Выбрать главу

А Илья же вновь по следу пошёл за каликами. Голову его наполнили думы тяжкие – как ему в стороне оставаться, когда такая несправедливость всюду? Не поэтому ль Святогор его в мир отпустил? Не мог же не знать он, что не по силам Илье будет вести жизнь праздную, когда несчастьем земля полнится?..

5

Уж минула зима, и сошли снега. Половодные воды напитали землю. Нежной листвою оперились леса, зазеленели поля бескрайние. И чем больше ходил Илья по землям русичей, тем реже замечать стал следы набегов ордынских. В тот день же привела дорога его почти к самому Киеву, шёл он мимо города Курцовца, когда вновь донёс ветер до него дым чёрный с пожарища и звон мечей да стрел сечи кровавой. Не раздумывая, ринулся Илья Муромец в схватку жестокую. Видит он избы да терема огнём занимаются, взрыта земля, кровавой пеленою покрытая. Лишь церковь стоит цела невредима, народом полнится: бабы с детьми слёзы льют, у бога спасенье вымаливают. Окружила её татарва в числе тьма тьмущая! И стоит супротив них богатырь единственный, все защитники прочие полегли уже. Рубаха красна от крови его, в груди стрелы торчат, на ногах жилы подрезаны, но стоит на земле твёрдо он и рубит булатом ворогов…

Подхватил Илья Муромец с земли саблю кривую татарскую и ринулся на подмогу могучему витязю.
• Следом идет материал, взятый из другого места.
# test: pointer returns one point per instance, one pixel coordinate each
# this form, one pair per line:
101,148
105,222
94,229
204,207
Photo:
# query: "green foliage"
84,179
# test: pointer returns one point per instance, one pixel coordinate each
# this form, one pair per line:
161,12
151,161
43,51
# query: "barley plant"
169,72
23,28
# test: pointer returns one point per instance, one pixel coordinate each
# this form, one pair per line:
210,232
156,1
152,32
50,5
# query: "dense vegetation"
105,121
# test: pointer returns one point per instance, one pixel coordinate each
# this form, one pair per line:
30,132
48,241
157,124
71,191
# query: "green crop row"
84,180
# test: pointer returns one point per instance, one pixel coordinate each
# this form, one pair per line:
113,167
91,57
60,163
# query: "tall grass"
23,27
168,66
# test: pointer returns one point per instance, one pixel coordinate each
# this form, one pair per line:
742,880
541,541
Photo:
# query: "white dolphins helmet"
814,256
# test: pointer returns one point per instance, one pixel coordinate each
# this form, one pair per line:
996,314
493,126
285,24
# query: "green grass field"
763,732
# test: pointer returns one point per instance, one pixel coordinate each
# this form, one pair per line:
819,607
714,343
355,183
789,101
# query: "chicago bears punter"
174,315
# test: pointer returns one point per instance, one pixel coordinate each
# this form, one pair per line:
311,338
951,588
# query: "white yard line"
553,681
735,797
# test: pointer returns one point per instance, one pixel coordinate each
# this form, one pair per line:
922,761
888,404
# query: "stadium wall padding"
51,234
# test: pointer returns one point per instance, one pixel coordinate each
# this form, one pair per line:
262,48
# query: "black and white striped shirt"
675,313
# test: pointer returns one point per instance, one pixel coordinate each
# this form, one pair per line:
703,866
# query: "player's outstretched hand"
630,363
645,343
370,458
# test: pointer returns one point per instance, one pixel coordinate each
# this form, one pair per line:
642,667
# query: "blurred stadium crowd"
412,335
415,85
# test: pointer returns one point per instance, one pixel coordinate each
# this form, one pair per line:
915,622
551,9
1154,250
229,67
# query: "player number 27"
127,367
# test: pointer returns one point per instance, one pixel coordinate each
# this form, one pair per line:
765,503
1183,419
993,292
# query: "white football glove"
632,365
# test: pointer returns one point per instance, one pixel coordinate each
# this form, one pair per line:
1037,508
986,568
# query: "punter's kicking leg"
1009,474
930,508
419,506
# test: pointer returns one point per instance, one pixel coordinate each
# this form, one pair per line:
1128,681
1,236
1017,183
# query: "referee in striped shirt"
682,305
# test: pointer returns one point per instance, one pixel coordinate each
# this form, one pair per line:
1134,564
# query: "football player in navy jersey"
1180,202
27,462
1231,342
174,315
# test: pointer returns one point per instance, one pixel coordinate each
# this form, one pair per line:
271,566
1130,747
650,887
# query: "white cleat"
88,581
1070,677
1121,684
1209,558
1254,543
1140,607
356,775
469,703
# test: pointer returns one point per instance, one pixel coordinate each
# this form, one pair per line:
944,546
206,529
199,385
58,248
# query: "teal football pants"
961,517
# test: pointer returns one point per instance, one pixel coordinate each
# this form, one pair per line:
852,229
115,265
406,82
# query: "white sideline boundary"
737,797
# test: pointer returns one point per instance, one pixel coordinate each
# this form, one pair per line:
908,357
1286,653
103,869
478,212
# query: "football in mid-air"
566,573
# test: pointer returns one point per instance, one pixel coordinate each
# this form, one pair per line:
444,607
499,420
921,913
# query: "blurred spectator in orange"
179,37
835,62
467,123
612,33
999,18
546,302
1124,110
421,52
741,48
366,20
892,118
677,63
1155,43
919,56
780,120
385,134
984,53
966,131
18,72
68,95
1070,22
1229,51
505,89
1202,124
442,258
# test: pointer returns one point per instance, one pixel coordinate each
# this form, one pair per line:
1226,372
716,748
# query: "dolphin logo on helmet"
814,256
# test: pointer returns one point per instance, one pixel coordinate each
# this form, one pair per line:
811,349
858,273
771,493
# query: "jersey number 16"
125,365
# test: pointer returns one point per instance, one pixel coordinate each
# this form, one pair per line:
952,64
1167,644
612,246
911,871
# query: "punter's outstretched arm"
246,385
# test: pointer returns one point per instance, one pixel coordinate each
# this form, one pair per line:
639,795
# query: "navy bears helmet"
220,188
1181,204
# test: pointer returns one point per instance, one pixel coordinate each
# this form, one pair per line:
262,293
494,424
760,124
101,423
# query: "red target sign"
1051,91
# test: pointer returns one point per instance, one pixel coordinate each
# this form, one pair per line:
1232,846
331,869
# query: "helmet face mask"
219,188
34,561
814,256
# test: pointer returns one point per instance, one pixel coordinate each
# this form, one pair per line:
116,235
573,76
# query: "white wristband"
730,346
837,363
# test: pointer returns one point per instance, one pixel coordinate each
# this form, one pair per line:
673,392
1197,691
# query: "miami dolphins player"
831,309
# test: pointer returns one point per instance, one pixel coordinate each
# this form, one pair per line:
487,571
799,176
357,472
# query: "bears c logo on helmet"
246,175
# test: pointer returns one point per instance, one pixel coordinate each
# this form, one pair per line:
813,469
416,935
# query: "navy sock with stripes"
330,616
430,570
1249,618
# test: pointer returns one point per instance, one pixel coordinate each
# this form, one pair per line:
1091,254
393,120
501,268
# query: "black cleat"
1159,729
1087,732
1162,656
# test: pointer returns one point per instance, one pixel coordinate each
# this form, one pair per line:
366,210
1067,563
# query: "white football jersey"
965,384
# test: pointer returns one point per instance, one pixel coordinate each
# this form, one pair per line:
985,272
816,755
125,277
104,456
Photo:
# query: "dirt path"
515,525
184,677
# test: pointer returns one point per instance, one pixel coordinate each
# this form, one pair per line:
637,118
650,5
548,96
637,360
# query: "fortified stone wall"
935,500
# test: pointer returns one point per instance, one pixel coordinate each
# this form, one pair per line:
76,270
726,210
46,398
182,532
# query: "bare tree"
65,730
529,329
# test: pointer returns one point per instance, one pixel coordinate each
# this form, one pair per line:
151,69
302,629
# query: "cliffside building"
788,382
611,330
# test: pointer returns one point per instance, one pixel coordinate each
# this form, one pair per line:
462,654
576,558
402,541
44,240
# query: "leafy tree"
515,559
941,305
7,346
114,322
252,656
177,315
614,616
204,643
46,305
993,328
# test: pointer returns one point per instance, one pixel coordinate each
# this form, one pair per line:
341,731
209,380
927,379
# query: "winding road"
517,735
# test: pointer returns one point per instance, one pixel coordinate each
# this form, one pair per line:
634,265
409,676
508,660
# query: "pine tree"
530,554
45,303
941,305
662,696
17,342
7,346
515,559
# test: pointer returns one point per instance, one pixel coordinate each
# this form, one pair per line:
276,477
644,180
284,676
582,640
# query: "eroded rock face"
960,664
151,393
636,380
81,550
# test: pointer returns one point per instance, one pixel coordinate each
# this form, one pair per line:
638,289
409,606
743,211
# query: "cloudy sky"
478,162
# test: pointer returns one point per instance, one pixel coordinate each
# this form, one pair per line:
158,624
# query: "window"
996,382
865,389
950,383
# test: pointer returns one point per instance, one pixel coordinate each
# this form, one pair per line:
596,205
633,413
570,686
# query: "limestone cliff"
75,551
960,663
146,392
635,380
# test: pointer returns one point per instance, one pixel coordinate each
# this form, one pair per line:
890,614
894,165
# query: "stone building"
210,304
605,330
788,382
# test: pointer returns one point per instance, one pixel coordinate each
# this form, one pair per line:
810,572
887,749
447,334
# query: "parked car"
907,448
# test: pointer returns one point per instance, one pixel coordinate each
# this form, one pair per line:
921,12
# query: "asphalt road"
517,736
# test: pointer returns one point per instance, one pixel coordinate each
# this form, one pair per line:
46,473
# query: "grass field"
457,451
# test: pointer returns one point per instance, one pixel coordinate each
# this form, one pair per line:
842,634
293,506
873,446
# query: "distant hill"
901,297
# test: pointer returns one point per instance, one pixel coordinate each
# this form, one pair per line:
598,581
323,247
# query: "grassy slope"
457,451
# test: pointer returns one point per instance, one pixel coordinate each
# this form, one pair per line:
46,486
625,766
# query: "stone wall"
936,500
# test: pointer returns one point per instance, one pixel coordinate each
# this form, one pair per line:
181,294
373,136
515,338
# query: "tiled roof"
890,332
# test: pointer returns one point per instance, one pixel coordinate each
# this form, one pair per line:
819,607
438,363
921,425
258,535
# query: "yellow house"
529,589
Тропами каликов хаживая, он, то с одного края войска супостатова, то с другого появлялся, сёк их головы басурманские. Никак в толк им не взять, кто напал на них, и подумалось им, воевода какой вдруг явился с ратью княжеской в помощь курцовцам. И трубит тогда сотник вражеский отступать в чисто поле скорей. Ускакали прочь, что их след простыл, как рухнул в тот же миг витязь раненый. Подошёл к нему Илья, на колени пал пред героем сим:

– Одолел ты их, славный молодец, и спасён народ твоей доблестью. – Молвил тихо ему Илья Муромец. – Ты, родной, поживи ещё, нам с тобой терема рубить, да поля орать, землю вспахивать…

– Да боюсь, увы, мне борозд впредь не помётывать, не крестьянствовать. И не сдюжил бы я сию силу тёмную, не приди коль ты на подмогу мне. Вижу я в тебе силу каликов да печать во лбу Святогорову.

Диву дался Илья знанью пахаря, ведь уверен был, никого уж нет, кому ведома сия истина.

– Правь с тобой, оратаюшко. Звать меня Илья Муромский, был я давеча подмастерьем Святогоровым. Дал наказ он мне жизнь в миру прожить, а потом воротиться на пост его, охранять врата из Яви в Навь. Скажи и ты мне величать тебя как?

– Имя моё Микула Селянинович. Мы хоть в Курцовце во Христе живём, но всегда привечаем каликов с большой радостью, даже нынче вопреки указаньям Левонтьевым. Так что знамо мне их учение.

– Ты поведай мне, как случилось так, хоть живёте прям у самого града Киева, но навалилось на вас войско ханское? Неужто позабыл о курцовцах ваш Владимир князь?

– Не исповедимы мне думы княжие, и не знамо мне о чём мыслит он. Одно ясно всем не опора он нынче нам. Жили мы теперь лишь надеждою, что не даст в обиду нас воевода киевский Никитич Добрынюшка. Он приходится мне сыном названным, взял он в жёны Настасью, дщерь мою. Не по своей воле, видать, не явился он к нам. А коль добиться ты истины жаждешь, след идти тебе прямиком к нему. Я бы сам пошёл, учинил бы спрос, но, увы, теперь не подняться мне.

– Ой, ты батюшка Микула Силянинович! Я клянусь тебе справедливость сыскать и о люде мирском позаботиться!

Словно ждал сих слов Микула Силянинович, его опала грудь, он глаза закрыл, вечным сном уснув. Встал Илья Муромец, на руки взглянул свои – кровь каплет с них. Сжалось сердце его, окаменела душа, и навалились думы чёрные.

– Ох, прости меня, зазноба моя, Горынинка! Не найти мне тебя до поры до той, покуда правит здесь сила чёрная, и льются слёзы да кровавый дождь. – Промолвил Илья, с лица соль смахнул, и направился в стольный Киев-град…

6

Возвещая о начале нового дня божьего, звонили колокола во всем Киеве златоглавом. Отворились городские ворота – поспешили в стольный град купцы да гости иноземные. Заполнились площади, рынки людом мирским, торговля заспорилась.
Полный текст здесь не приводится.